Yet, two years later, the team has found itself without pitching, and as Mike detailed earlier, they turned to Pavano this winter. GM Brian Cashman had, according to Ken Rosenthal, “several conversations” with Pavano’s agent, and Pavano “seriously” considered a return to the Bronx. As Rosenthal reported, Pavano “even [told] friends at one point that he intended to rejoin the team.”
The ultimate hang-up was one of dollars. The Yanks had offered a one-year deal, and when the Twins guaranteed a second season, Pavano jumped at their offer. He took fewer annual dollars in exchange the security of a second year, and the reunion-to-be turned into one that never was.

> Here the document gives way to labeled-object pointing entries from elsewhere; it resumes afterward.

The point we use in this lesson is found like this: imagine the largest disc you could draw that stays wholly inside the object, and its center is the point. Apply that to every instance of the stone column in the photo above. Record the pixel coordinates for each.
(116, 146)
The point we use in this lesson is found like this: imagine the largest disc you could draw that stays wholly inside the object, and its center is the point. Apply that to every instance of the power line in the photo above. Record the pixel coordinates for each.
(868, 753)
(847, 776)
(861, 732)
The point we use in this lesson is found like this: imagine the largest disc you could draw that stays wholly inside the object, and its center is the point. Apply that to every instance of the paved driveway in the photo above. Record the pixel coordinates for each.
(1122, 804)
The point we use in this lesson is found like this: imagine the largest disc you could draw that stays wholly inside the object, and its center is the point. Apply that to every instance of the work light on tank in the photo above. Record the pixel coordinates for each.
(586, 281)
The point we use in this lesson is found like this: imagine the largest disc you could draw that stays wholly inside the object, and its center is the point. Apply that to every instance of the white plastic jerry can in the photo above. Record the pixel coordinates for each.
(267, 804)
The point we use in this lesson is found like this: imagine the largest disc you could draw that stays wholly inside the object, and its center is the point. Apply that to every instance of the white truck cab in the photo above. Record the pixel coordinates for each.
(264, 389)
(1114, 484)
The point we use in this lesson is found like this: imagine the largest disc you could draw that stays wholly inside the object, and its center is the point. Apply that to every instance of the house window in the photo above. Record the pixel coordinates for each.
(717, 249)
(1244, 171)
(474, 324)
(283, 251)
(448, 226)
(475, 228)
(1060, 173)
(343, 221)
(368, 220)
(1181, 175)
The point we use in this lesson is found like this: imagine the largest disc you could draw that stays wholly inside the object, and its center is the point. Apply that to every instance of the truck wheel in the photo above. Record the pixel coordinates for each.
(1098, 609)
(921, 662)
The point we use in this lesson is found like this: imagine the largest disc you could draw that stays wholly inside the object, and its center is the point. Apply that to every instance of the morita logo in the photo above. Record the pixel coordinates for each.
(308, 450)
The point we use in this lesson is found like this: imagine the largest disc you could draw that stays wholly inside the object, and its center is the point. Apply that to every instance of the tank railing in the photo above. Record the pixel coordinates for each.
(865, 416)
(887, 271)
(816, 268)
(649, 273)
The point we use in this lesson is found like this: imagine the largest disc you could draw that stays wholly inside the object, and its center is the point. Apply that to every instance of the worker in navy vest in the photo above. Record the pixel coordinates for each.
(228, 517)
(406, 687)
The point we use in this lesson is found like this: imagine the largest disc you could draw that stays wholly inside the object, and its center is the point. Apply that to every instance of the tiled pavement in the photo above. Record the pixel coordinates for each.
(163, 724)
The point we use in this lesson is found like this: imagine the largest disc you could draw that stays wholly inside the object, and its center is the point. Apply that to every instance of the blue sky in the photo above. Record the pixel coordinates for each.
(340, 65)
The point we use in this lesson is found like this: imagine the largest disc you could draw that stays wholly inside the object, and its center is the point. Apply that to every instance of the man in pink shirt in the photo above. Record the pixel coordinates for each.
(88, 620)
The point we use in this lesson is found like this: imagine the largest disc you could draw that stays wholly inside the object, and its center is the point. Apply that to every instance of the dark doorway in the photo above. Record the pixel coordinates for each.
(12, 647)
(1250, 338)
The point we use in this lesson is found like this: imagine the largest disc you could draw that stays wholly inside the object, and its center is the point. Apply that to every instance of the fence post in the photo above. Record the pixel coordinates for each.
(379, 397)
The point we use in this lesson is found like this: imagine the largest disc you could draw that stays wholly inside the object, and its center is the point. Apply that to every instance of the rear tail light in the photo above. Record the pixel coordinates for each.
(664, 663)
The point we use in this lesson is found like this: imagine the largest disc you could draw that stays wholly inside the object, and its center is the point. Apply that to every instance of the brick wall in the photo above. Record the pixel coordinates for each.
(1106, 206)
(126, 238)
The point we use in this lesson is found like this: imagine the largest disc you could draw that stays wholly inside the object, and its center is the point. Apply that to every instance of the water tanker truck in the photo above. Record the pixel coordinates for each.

It’s no longer worth justifying anything surrounding Carl Pavano. He either suffered through bad luck or a poor mind. He could have come back to the Yanks to salvage his reputation, but he would have been received far, far worse treatment than Javier Vazquez did last year. In fact, the fan reaction to Vazquez would would have seemed like a giant group hug in comparison.
Unfortunately for the Yanks’ rotation and for Pavano, the biggest sticking point is that he is, in fact, Carl Pavano. Perhaps the Twins’ second year saved Brian Cashman from himself for the second season in a row. But if Carl Pavano were some other pitcher with similar numbers, chances are that he would have been fitted for pinstripes by now.